Education: A Complex but Universal Campaign Issue
When Jenni Owen took a survey of recent headlines in education, she found some articles trumpeting support for Common Core and others claiming that support for the program was dwindling. She found headlines on education funding, on higher education issues, and still others addressing issues of teacher quality.
Taken together, the headlines paint a picture of a complex system that Owen, the director of policy initiatives at the Center for Child & Family Policy, described as fragmented and one that most people don’t really understand. But at the same time, she said education is a shared experience for all Americans because “we’ve all been somewhere in education system, so we all think we know something about it.”
Former Department of Education official Mike Lamb (T ’05) agreed that education is a complex issue, partly because of the shared power between local, state, and federal levels of government. So when it comes to education and elections, they both agreed there’s a lot to consider.
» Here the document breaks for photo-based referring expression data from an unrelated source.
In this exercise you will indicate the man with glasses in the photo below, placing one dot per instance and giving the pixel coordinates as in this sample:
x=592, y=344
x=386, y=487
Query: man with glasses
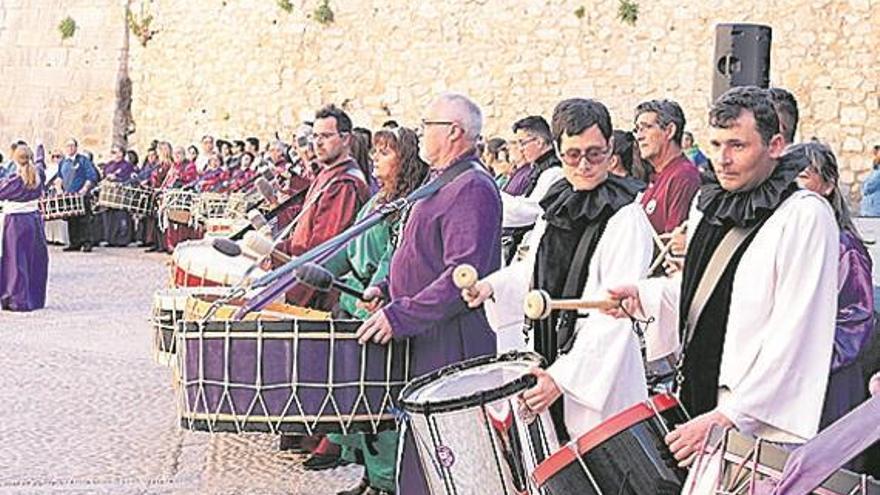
x=461, y=223
x=659, y=126
x=333, y=199
x=591, y=235
x=78, y=176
Speaking at the latest installment of the Duke Election Series Owen and Lamb, who were also joined by Barbara Jentleson, assistant professor of the practice for education, gave audience members some tips for evaluating candidates’ stances on education issues.
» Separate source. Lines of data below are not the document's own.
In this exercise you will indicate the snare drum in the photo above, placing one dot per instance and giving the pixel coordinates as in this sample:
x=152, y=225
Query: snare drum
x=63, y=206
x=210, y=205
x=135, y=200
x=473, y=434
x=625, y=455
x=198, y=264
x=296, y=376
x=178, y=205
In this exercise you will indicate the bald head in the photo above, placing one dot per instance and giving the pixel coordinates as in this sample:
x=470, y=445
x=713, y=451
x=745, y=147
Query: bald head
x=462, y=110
First, Owen encouraged audience members to look at the state government. “Is yours a state with strong or weak local control?” she asked, noting that at least one audience member indicated they were unsure.
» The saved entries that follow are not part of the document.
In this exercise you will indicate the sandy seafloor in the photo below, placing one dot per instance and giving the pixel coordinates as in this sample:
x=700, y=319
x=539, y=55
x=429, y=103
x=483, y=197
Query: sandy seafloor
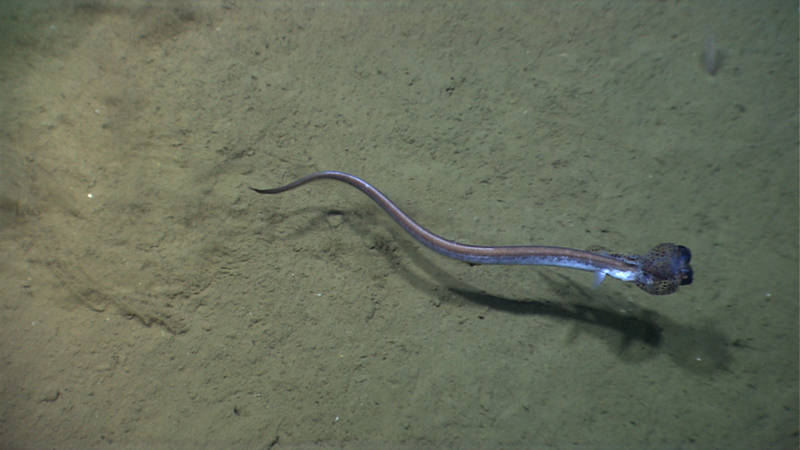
x=148, y=299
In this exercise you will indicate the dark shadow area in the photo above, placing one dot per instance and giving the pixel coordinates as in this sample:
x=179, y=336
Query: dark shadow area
x=636, y=332
x=632, y=328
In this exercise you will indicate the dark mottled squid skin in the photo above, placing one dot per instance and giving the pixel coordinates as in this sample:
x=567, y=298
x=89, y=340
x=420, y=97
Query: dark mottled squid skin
x=659, y=272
Next, Lamb said to consider whether a candidate uses phrases like “expense” versus “investment” to describe funding for education. It could be a signal for how they see policy recommendations playing out post-election.
And then, look at the issue as a whole. “Is the candidate using education as a wedge issue, to drive parties apart?” Lamb asked. “Or, are they using it to generate substantive debate? Are they asking whether their policies will be substantively best for the kids?”
And that, Jentleson said, should be the question at the heart of any debate around education.
The election series continues next Thursday, as Peter Feaver, professor of political science and public policy, and Paul Teller (T ’93), chief of staff for Senator Ted Cruz (R-TX), take on the issue of international relations. Feaver, a veteran of two administrations, will be speaking from the Forum for Scholars and Publics, while Teller, a fourteen-year veteran of Capitol Hill, joins in from Duke in Washington.